More background: I’ve traveled enough to know that the guy with no seat assignment is the first to get bumped in case of overbooking. Continental had seats but wasn’t offering them to me. Worse, Continental didn’t have an alternative, just blocked, empty seats.

I understood Continental’s desire to hold good seats for its good customers. I’ve had preferred status on and off in the past and I respect the privileges that come with frequent patronage. But with the rest of coach filled, I couldn’t figure out why Continental wouldn’t give me an empty seat and confirm my travel. Besides, the map confused me: is seat 7B really a top choice of elite frequent fliers?

So I called customer service for help. The friendly Southern woman who took my call confirmed what I was seeing: yes, there are premium seats available; no, you can’t have them. I asked if I could pay extra to reserve those seats: no. I asked if I could get a seat assignment, any seat assignment, so I knew I would make it on the plane: no.

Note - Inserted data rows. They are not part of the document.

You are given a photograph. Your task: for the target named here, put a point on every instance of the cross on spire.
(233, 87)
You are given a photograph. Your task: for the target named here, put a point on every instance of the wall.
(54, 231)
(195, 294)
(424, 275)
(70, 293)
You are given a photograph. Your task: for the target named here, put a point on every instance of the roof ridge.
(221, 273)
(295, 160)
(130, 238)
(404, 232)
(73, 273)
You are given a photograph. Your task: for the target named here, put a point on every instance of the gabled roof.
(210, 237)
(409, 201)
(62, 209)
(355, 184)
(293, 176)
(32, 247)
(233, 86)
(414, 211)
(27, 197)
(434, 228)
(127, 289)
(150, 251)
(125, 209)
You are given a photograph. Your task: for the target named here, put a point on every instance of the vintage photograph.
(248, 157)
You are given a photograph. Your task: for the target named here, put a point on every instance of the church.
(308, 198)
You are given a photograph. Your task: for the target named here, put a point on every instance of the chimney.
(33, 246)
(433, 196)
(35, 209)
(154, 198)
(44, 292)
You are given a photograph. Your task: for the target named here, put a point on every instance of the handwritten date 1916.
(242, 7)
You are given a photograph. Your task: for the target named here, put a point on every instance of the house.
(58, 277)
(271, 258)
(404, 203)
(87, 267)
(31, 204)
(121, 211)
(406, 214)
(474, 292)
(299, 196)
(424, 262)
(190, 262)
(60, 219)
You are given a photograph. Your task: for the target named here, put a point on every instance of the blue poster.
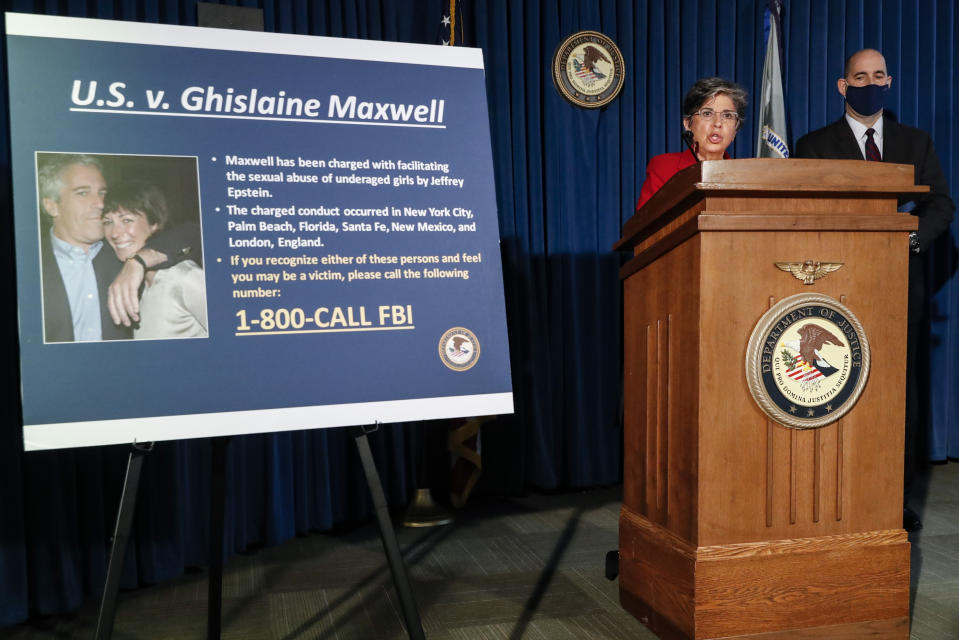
(313, 221)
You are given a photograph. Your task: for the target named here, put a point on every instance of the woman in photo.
(173, 302)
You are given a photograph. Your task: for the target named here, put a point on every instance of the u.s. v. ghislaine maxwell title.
(211, 101)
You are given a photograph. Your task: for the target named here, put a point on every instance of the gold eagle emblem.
(810, 270)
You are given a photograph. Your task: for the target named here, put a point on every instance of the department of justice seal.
(459, 349)
(807, 361)
(588, 69)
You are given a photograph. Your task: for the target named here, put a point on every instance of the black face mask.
(867, 100)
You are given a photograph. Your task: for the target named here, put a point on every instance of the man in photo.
(868, 132)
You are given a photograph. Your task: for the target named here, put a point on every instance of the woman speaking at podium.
(713, 112)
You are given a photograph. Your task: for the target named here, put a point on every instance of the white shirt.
(80, 281)
(859, 130)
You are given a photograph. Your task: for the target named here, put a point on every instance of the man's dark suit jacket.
(180, 243)
(901, 145)
(57, 319)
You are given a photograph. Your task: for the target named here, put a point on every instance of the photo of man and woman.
(120, 247)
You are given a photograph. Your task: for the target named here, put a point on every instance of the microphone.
(688, 139)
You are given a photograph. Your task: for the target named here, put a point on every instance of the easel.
(121, 536)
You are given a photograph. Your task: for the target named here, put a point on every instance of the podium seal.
(588, 69)
(807, 361)
(459, 349)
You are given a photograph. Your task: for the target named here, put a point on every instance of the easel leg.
(414, 627)
(121, 538)
(217, 506)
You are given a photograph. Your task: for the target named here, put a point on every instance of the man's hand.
(122, 299)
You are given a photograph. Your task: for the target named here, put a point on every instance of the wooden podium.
(733, 525)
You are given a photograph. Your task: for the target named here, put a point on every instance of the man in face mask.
(867, 132)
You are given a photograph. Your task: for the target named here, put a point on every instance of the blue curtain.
(566, 181)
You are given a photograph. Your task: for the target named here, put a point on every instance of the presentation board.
(332, 208)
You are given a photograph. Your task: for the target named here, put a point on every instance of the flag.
(452, 25)
(771, 141)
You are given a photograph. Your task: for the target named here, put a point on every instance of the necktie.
(872, 150)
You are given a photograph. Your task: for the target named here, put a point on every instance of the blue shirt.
(80, 281)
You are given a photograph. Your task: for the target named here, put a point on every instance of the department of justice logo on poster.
(588, 69)
(807, 361)
(459, 349)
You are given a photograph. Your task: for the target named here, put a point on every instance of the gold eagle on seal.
(810, 270)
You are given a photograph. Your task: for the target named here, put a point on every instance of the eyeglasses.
(728, 117)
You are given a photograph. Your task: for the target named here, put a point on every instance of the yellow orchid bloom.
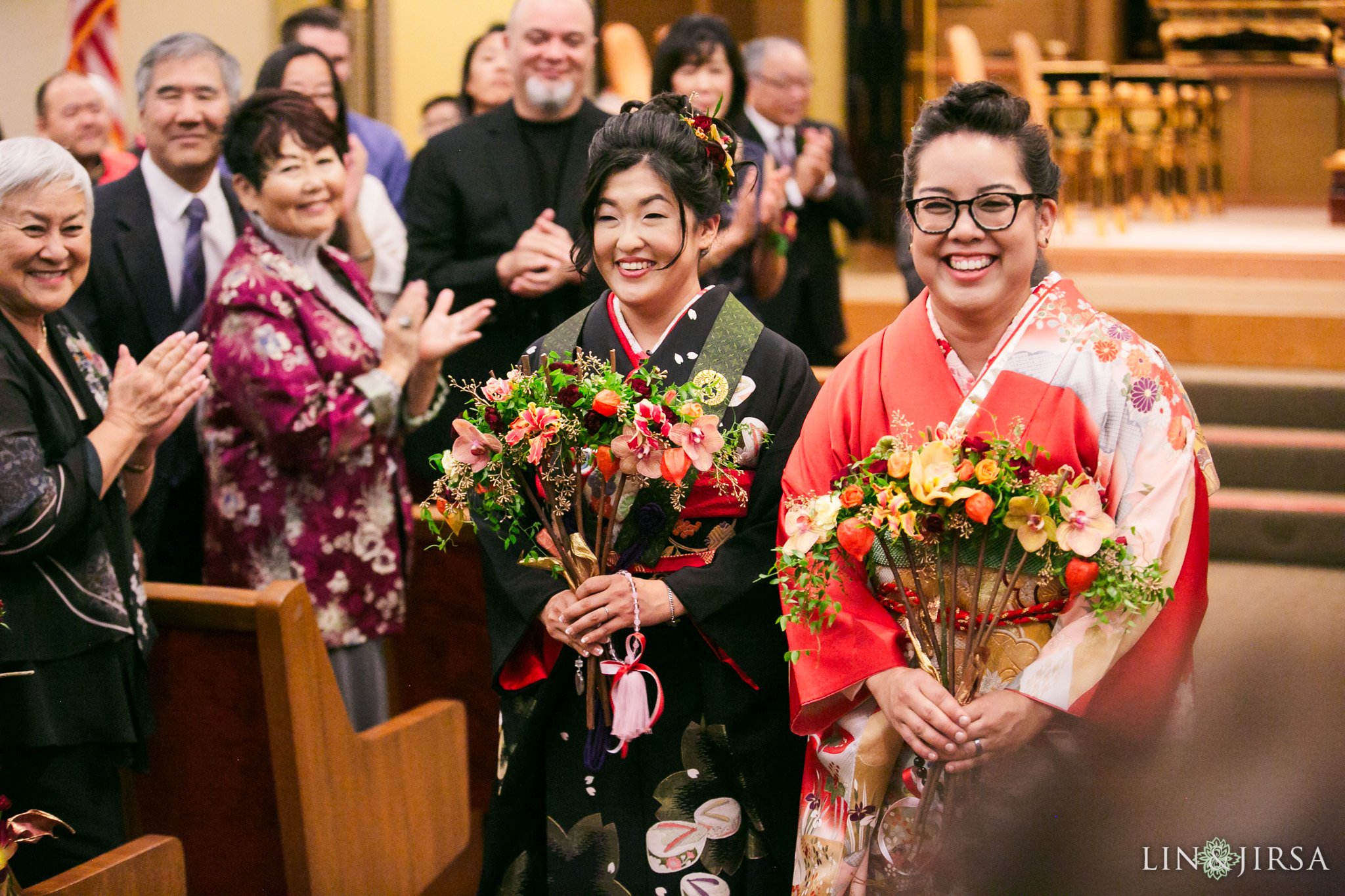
(1029, 516)
(934, 476)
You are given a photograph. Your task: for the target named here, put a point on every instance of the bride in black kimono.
(707, 803)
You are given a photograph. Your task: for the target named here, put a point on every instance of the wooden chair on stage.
(255, 765)
(1075, 97)
(151, 865)
(969, 64)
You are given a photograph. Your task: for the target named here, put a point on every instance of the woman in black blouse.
(77, 452)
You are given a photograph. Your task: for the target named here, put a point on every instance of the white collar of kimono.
(630, 336)
(974, 389)
(303, 251)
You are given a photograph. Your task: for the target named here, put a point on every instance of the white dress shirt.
(169, 200)
(780, 144)
(387, 237)
(303, 253)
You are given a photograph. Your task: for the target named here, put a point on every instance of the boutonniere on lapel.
(718, 142)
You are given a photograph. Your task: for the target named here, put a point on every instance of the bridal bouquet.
(554, 459)
(947, 530)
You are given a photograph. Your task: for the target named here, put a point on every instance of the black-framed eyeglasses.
(990, 211)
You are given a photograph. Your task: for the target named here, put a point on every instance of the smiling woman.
(986, 354)
(314, 390)
(77, 452)
(695, 805)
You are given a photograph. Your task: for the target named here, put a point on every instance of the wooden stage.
(1254, 286)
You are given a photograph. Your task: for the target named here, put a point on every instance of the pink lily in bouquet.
(474, 448)
(544, 422)
(638, 452)
(699, 440)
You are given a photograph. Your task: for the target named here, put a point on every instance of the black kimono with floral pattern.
(705, 803)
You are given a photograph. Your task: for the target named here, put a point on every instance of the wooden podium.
(255, 765)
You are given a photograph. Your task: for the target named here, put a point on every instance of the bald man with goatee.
(493, 206)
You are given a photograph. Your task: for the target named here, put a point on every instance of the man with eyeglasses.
(822, 188)
(160, 238)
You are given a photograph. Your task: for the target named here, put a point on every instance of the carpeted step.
(1305, 528)
(1262, 396)
(1256, 457)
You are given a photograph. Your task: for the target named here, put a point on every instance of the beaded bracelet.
(432, 412)
(635, 597)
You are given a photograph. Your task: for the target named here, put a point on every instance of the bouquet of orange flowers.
(944, 530)
(554, 458)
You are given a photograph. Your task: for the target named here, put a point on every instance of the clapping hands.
(814, 161)
(152, 398)
(540, 261)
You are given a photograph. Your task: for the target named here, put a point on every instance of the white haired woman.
(77, 453)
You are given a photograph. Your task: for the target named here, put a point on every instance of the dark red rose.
(975, 444)
(931, 526)
(569, 395)
(494, 419)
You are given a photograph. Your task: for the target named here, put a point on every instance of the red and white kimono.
(1091, 394)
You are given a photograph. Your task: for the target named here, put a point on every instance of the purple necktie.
(192, 292)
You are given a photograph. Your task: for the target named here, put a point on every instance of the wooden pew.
(151, 865)
(256, 766)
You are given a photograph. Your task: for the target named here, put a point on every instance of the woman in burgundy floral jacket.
(313, 391)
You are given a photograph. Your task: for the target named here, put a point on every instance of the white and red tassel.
(631, 715)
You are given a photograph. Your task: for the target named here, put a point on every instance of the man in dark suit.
(160, 236)
(822, 188)
(493, 206)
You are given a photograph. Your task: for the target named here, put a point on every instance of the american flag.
(93, 51)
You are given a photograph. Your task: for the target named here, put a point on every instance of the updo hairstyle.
(257, 127)
(655, 133)
(985, 108)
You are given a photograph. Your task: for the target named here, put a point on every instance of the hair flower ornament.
(718, 142)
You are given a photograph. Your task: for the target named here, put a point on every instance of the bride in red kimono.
(988, 349)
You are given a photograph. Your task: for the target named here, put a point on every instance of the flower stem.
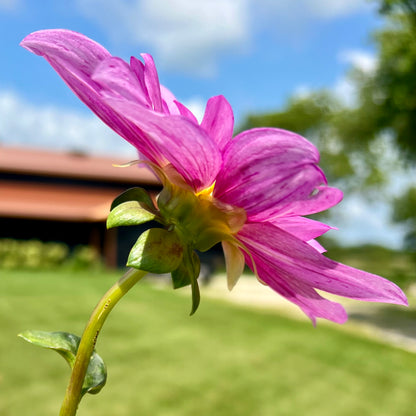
(89, 338)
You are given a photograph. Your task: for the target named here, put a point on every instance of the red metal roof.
(72, 165)
(55, 202)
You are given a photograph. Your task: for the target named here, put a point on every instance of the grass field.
(224, 361)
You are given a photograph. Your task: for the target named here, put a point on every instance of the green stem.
(89, 338)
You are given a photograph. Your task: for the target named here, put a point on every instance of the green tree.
(354, 141)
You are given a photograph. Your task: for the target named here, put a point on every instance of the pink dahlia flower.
(250, 192)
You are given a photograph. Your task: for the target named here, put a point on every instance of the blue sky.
(255, 52)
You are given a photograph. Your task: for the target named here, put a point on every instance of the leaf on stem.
(66, 345)
(129, 213)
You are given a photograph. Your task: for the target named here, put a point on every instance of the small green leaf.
(66, 345)
(129, 213)
(156, 251)
(135, 194)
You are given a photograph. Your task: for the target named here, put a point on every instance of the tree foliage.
(354, 139)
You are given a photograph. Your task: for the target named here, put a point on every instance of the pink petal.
(302, 295)
(116, 77)
(303, 228)
(284, 257)
(175, 140)
(168, 101)
(270, 172)
(75, 58)
(218, 120)
(184, 111)
(152, 82)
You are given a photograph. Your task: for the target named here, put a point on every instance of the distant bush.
(38, 255)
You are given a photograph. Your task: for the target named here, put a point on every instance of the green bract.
(156, 251)
(191, 222)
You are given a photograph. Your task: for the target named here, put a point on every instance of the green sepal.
(66, 345)
(186, 271)
(129, 213)
(135, 194)
(156, 251)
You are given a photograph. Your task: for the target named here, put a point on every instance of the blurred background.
(341, 73)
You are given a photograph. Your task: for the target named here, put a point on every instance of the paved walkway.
(370, 319)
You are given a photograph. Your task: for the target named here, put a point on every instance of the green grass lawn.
(223, 361)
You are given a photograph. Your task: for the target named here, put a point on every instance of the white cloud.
(187, 35)
(48, 127)
(197, 106)
(190, 35)
(362, 222)
(310, 9)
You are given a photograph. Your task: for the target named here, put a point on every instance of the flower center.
(199, 220)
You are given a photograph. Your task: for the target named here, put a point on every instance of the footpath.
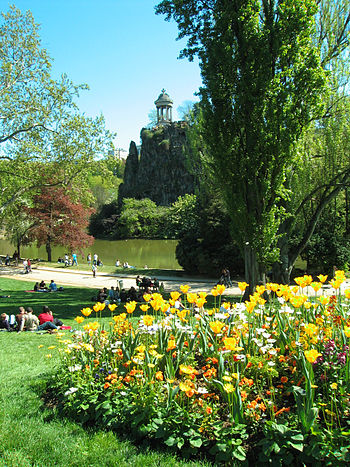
(76, 277)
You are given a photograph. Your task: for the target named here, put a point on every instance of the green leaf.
(196, 442)
(170, 441)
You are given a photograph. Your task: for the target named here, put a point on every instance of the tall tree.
(40, 122)
(59, 220)
(262, 83)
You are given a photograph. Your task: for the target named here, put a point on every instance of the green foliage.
(103, 221)
(144, 219)
(281, 446)
(209, 247)
(139, 218)
(25, 414)
(262, 84)
(42, 131)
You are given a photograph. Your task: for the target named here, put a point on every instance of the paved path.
(70, 276)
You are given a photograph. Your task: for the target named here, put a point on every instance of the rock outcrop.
(160, 172)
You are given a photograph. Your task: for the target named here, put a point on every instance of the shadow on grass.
(53, 409)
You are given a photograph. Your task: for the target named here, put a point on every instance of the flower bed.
(266, 380)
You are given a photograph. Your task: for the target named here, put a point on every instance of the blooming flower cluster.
(235, 363)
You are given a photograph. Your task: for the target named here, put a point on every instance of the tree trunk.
(282, 269)
(48, 250)
(19, 248)
(254, 273)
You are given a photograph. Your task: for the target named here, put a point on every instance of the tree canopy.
(40, 122)
(262, 85)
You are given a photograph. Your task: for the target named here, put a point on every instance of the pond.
(158, 254)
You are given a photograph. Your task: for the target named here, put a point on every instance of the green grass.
(120, 271)
(33, 434)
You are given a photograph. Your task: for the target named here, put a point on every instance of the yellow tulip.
(220, 288)
(184, 288)
(242, 286)
(311, 355)
(130, 307)
(216, 326)
(175, 295)
(230, 343)
(86, 311)
(191, 297)
(148, 320)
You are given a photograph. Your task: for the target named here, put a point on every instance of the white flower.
(74, 368)
(70, 391)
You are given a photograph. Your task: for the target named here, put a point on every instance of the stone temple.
(160, 170)
(164, 107)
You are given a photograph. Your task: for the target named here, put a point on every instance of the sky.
(124, 52)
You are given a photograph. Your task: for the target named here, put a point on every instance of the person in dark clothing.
(4, 322)
(102, 296)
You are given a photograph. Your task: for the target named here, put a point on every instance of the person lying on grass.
(4, 322)
(30, 322)
(47, 316)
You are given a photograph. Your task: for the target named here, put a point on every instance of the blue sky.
(122, 50)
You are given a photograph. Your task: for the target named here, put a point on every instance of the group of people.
(26, 320)
(125, 264)
(148, 285)
(225, 278)
(42, 287)
(119, 295)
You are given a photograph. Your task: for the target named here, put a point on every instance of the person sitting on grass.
(53, 286)
(42, 287)
(4, 322)
(31, 323)
(20, 316)
(47, 316)
(102, 295)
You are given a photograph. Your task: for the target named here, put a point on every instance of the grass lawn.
(33, 434)
(119, 271)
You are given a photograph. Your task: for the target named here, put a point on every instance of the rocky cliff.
(159, 172)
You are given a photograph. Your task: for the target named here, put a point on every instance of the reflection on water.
(153, 253)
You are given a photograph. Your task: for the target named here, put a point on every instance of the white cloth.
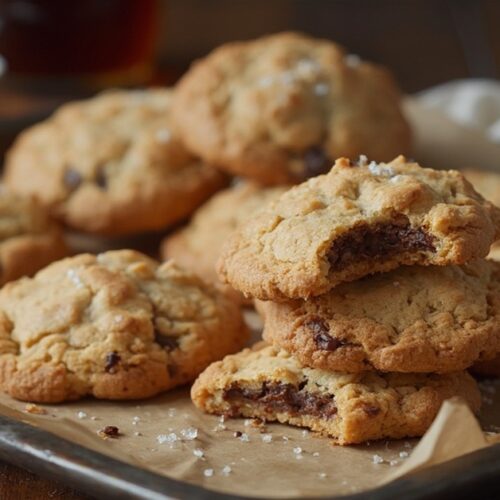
(457, 125)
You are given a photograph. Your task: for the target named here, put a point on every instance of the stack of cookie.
(353, 354)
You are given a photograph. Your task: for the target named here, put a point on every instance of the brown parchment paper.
(279, 461)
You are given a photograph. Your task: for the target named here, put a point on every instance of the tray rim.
(101, 476)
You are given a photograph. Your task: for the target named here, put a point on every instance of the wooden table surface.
(18, 484)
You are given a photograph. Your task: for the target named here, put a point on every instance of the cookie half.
(281, 108)
(357, 220)
(412, 319)
(115, 326)
(197, 246)
(269, 384)
(29, 239)
(111, 165)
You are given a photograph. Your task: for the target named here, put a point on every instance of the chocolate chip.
(100, 178)
(172, 370)
(371, 410)
(378, 241)
(111, 431)
(316, 162)
(170, 343)
(321, 336)
(72, 178)
(277, 397)
(112, 359)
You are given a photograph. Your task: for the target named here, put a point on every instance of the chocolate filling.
(112, 359)
(277, 397)
(321, 335)
(378, 241)
(170, 343)
(72, 179)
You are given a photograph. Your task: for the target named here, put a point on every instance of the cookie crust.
(111, 165)
(114, 326)
(357, 220)
(281, 108)
(267, 383)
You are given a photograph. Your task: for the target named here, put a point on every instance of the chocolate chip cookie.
(269, 384)
(282, 108)
(412, 319)
(115, 326)
(488, 185)
(357, 220)
(111, 165)
(29, 239)
(197, 246)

I eventually gave up my attempts to cajole customer service into helping me, and after a few hours of deliberation, I took my business elsewhere.

The user-experience takeaways here are twofold. One is pure information design: don’t share information that’s not actionable. All Continental achieved with the seating chart above was to drive me crazy, showing me that it had seats–some of them rather mediocre seats I’d typically avoid–that I couldn’t reserve. Had they just shown them as unavailable, by having me log in with my (non-elite) OnePass account before selecting seats, I’d have been far less frustrated.

The other, of course, goes to the heart of customer service: sell your goods to shoppers who desire them. Continental lost my business because corporate policy dictates that the booking system has to be ready to accommodate a dozen Elite-status fliers who might want to fly between Newark and Austin on a pair of weekday flights that arrive close to midnight. Why not acknowledge the demand curve and give a paying customer the seat assignment he needs to book his flight?

Even better, why not implement a policy that generates both revenue and customer satisfaction? Many airlines charge for preferred seating. Continental could have levied a $100 fee on me for its premium seats, and I’d probably have paid it, because I’d still have saved money over my JetBlue option.

Instead, I’m back on JetBlue, where I’m willingly overpaying for peace of mind and a guaranteed seat. Oh, and satellite TV in a leather seat with good snacks. Happy jetting.